Photos on Food Stamp Cards: $7.7 Million Plus

The AP is reporting that adding photos to food stamp cards in Georgia will cost more than $7.7 million next year.

Republican State Sen. Don Balfour from Snellville says the cost is reasonable. Critics of the food stamp legislation say it will not fix larger-scale fraud.

The part of the law requiring drug testing of applicants suspected of using drugs has been put on hold.

23 comments

  1. The cost to remove Sen. Balfour was reasonable.

    This little quirk is just adding hassle to satisfy the need for those clinching their pearls over anecdotal “waste”. $7.7 Million plus? Sounds like money we could be using for reasonable things, not making hay.

    This gives republicans a bad rap.

    • Dave Bearse says:

      “I guarantee you we’ll see more than that in savings,” Balfour said.

      That’s reassuring, since Don Balfour is so much more an authority in matters of fraud than actually estimating implementation and operating costs and fraud prevention benefits concurrent with the preparation of the legislation.

      Tell me again what the GaGOP is always saying about throwing money at problems?

  2. Harry says:

    I’m sure there’s a lot of fraud involved, but these days the “food stamp” is in the form of a debit card which is swiped through a point of sale device just like any other debit/credit card and is never checked for facial recognition. I therefore wonder how much benefit there is to having a photo on the card. It’s feelgood legislation. The drug testing would be much more effective because most recipients who sell or loan their cards are likely doing so to buy drugs.

    • No evidence to support that claim, except for white people looking down their noses at those who are on food stamps.

      But let’s say folks sell their EBT $$… could it be that they need… medicine, abortions, pay day loan help, child care, gas, cell phones, or aarons rental payments for their 4K tvs?

    • Will Durant says:

      You call it “feelgood legislation” now, but rejected my assertion back when the legislature was still in session that it is nothing more than election year pandering that no one who actually considers their self a fiscal conservative could support. Thank goodness they aren’t going to even try to enforce the drug testing portion as they knew that violated a clause in the federal Farm Bill from whence the money comes. This would have just cost more money for the bureaucrat attorneys to argue over in court. Of course the fiscal conservative in me should also note that so far the states that have implemented drug testing for welfare outside of food stamps are spending more for the testing than they are saving in denying benefits.

  3. Dave Bearse says:

    Much of the fraud involves some of the small retailers accepting the cards. $7.7M spent on investigators looking for fraud may well be more cost-effective. That however would require competent state government management, an oxymoron for many in the GaGOP.

  4. John Konop says:

    This idea looks like grandstanding over solving anything…..You really think the person taking the card is going get confrontational about a photo ID on the macro?Like they really want to loose the sales….looks like we are throwing away dollars to save pennies….Does not look like this was well thought out….

  5. Michael Silver says:

    Great …. now i can use my EBT card for identification to vote.

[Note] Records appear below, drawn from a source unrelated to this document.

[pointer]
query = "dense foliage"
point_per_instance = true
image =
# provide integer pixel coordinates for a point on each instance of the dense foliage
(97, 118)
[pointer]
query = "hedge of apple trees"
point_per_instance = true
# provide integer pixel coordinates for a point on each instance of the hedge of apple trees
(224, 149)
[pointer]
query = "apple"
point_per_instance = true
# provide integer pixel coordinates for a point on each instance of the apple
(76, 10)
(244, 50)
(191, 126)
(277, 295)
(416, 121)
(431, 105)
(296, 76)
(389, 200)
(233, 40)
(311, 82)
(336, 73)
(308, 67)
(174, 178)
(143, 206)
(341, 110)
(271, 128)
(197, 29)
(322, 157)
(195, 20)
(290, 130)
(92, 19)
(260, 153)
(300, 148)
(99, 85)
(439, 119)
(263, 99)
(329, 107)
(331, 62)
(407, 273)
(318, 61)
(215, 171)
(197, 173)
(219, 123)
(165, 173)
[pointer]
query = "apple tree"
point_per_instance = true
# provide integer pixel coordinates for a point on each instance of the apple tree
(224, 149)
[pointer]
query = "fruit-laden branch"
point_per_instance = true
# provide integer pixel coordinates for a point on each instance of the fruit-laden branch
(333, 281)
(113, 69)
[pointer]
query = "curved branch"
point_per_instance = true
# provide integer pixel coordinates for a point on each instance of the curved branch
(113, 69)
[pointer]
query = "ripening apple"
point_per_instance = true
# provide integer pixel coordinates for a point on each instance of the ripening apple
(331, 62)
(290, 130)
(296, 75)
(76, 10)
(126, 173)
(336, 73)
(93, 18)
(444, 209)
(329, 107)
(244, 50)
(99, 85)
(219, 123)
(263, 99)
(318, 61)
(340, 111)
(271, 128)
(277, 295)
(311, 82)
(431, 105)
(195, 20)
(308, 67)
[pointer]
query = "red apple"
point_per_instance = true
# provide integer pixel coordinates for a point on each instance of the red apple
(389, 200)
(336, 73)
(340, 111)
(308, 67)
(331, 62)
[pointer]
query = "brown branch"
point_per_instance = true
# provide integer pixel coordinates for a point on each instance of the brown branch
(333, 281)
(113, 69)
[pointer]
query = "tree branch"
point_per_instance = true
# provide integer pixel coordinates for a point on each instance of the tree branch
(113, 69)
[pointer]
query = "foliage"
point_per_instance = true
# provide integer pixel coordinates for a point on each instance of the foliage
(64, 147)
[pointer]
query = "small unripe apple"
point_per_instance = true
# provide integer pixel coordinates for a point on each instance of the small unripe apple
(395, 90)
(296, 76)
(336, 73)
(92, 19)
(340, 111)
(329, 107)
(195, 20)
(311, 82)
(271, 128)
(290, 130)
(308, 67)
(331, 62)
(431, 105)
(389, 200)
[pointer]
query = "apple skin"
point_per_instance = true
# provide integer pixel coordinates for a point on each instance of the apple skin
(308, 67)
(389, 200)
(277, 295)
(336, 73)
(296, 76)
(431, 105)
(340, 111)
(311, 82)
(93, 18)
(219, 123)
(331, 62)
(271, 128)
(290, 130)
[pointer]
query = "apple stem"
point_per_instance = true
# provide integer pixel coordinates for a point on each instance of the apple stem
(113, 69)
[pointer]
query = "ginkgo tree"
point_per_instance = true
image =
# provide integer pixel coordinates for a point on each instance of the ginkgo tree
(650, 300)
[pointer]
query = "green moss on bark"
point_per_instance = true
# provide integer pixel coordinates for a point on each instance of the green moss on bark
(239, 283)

    Inevitably, the race pimps file suit against a deep pocket retailer claiming profiling, get their Dane gold, and then scare every other retailer from challenging EBT people based on photos.

    Money would be better spent on fingerprint technology, which is not race based and is specific to a person.

  6. Three Jack says:

    Easiest way to avoid the cost of photos on freeloader cards, end freeloader programs. Let em move to Bama, it will have the added benefit of lowering the unemployment rate.